Look down a smarter, more thrilling "Street"


House at the End of the Street (2012)
101 min., rated PG-13.

"House at the End of the Street" and last year's "Dream House" have a few things in common: (1) They both come from scripts by David Loucka; (2) Both have 'house' in their titles; (3) Both throw chloroform late into the plot; and (4) Both are unthrilling, entry-level thrillers. Few horror-thriller clichés are left unturned in director Mark Tonderai's first theatrical release, but the valiant efforts of the apple-cheeked Jennifer Lawrence, who shot this in 2010 before her Oscar nomination in "Winter's Bone" and "The Hunger Games," and company help keep it somewhat watchable.

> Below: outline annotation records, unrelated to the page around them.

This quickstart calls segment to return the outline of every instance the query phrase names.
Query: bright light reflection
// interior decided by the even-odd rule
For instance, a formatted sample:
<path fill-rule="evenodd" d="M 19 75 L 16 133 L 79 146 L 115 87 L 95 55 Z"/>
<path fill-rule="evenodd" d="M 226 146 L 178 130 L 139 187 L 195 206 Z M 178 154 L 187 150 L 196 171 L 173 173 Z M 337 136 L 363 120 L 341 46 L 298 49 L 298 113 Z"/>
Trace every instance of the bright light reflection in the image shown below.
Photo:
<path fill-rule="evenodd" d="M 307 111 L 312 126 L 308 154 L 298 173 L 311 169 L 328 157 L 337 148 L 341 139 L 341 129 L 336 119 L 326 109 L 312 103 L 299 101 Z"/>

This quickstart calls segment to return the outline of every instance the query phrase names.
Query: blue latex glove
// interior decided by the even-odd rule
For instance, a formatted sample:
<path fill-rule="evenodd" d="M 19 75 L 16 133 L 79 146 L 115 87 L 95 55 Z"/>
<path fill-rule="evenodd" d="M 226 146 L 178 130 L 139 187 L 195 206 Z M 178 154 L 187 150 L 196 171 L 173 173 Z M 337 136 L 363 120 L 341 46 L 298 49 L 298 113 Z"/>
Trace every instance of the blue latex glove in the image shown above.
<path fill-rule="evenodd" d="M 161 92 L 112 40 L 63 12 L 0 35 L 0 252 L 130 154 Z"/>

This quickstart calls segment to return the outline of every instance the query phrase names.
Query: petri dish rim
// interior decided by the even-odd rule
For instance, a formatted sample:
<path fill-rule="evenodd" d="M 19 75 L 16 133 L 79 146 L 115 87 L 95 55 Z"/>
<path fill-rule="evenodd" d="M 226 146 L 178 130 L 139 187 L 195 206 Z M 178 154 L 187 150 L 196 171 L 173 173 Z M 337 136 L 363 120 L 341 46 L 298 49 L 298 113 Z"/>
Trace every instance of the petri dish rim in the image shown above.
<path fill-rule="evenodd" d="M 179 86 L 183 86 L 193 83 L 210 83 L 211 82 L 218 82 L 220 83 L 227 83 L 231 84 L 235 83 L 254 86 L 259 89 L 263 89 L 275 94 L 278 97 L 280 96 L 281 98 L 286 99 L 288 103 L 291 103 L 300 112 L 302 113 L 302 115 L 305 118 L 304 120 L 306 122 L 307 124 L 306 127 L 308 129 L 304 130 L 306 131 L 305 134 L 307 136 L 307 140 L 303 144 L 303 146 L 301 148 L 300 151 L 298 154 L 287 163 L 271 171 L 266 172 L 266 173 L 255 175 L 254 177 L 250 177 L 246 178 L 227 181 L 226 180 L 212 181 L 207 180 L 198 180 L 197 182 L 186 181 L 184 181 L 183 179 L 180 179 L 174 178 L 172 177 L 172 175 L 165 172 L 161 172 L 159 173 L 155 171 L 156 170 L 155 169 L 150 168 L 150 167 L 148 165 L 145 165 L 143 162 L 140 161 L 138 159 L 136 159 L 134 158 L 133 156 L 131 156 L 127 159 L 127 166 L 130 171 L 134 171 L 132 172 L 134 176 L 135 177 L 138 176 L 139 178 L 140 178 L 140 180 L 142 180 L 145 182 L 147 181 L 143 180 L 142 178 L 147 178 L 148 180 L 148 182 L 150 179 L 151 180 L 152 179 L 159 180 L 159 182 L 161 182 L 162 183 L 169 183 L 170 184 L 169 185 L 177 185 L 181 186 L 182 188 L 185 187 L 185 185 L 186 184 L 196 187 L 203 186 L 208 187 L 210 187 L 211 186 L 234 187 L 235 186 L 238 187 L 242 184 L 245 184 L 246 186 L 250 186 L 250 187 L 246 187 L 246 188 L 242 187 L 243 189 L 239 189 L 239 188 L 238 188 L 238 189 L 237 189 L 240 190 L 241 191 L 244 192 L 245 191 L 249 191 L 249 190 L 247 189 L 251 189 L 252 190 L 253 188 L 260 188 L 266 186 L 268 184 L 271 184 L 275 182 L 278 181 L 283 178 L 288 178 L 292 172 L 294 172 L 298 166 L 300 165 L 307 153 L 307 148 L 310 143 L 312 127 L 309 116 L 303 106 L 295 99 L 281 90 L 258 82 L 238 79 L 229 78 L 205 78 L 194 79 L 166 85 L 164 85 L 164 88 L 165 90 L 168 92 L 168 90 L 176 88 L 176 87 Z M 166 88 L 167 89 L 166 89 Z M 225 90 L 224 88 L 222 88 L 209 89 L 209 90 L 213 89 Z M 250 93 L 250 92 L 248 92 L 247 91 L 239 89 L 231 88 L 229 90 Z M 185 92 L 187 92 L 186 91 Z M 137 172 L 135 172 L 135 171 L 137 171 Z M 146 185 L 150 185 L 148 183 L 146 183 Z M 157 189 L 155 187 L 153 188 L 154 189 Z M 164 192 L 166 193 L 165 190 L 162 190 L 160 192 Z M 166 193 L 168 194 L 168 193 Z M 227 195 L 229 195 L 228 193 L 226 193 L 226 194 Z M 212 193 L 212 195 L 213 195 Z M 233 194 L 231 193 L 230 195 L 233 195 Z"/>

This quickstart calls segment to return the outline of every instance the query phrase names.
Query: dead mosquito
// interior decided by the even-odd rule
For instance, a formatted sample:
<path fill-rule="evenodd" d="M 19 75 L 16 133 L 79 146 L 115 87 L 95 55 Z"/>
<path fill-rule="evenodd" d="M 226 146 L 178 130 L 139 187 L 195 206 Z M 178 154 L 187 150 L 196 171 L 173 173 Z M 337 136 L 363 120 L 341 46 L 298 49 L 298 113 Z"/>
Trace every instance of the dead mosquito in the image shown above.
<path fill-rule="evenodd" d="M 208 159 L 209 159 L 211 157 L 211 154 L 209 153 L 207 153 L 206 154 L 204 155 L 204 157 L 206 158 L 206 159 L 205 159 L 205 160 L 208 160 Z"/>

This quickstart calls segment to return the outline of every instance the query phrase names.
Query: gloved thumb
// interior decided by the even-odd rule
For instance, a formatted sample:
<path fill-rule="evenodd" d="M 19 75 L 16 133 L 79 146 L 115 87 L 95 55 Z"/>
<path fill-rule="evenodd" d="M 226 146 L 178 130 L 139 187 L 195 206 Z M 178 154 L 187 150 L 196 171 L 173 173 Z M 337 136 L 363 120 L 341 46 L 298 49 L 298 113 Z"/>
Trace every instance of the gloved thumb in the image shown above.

Leaving Chicago and hoping for a fresh start in small-town Pennsylvania, 17-year-old Elissa (Lawrence) and her single mother, Sarah (Elisabeth Shue), move into a spacious house set back in the woods. They got the house cheap because it's next door to where a double murder occurred four years earlier. Legend has it that a young girl named Carrie Anne (Carrie White and Carol Anne must have been taken) murdered her parents and ran off into the woods, never to be found again. It seems the homicidal girl's brother, Ryan (Max Thieriot), has been left with his parents' property (yes, the house at the end of the street) and still lives there. While the locals, with the exception of the friendly Sheriff Weaver (Gil Bellows), all treat Ryan like a pariah, Elissa accepts a ride home from the loner one dark and rainy night. "Your parents got killed," Elissa says, breaking the ice. That would set anyone off, but Ryan is sweet with Elissa and she thinks he's just misunderstood. Little does she know that Carrie Anne is still very much alive.
Not all of "House at the End of the Street" is a complete wash, especially for its first two acts. The strained mother-daughter relationship between Sarah and Elissa is sturdily developed and well-acted by Shue and Lawrence. Even Thieriot, as Ryan, manages to change his mood on a dime from soft and misunderstood to potentially psychotic quite well. Even if Elissa and Ryan predictably break their word, Sarah lays down some rules that she doesn't want them alone together in her or his house; it's about time Movie Parents take control. Elissa is also pretty smart and resourceful that she forwards her mom's house calls to her cell (hint hint: it'll be used for the Big Climax).

Director Tonderai has clearly seen enough horror movies to know when to telegraph every audible jump scare by cranking up the screechy musical stings. He also overcompensates with a lot of visual style whether it's by shaking the camera into a jittery frenzy or employing sped-up editing effects, especially in the prologue that features more bed feathers than blood. Loucka's screenplay (from a story by Jonathan Mostow) may tip its hand early and throw us off with one red herring, but that's because it has another relatively clever twist in store. The psychological aspect is less dime-store than anything on the Lifetime Channel, until characters have to start playing detective, only to get knocked out and tied up, and competent people become incompetent so the plot can move along. That's "House at the End of the Street's" final undoing, when it becomes so by-the-numbers and not even thrilling enough to forgive its shortcomings. Rest assured, Act III has the once-cautious Elissa making enough stupid lapses in judgment to put herself in harm's way and become a standard Final Girl when she should just be running for her life. There's even one unintentionally funny discovery of a tampon box in a trash can. Worst of all is the cheap, simplistic coda, which makes the least sense in hindsight.

Run-of-the-mill without being dreadful, "House at the End of the Street" exists for a teenybopper market where its audience mistakes "Swimfan" for "Fatal Attraction" and "The Roommate" for "Single White Female." This might just be their "Psycho," but it's too dumb and routine to call itself Hitchcockian. If you're 17 and have never fallen for a possible psycho, "#HATES" (as it's being called in its TV spots) might hold a surprise or two.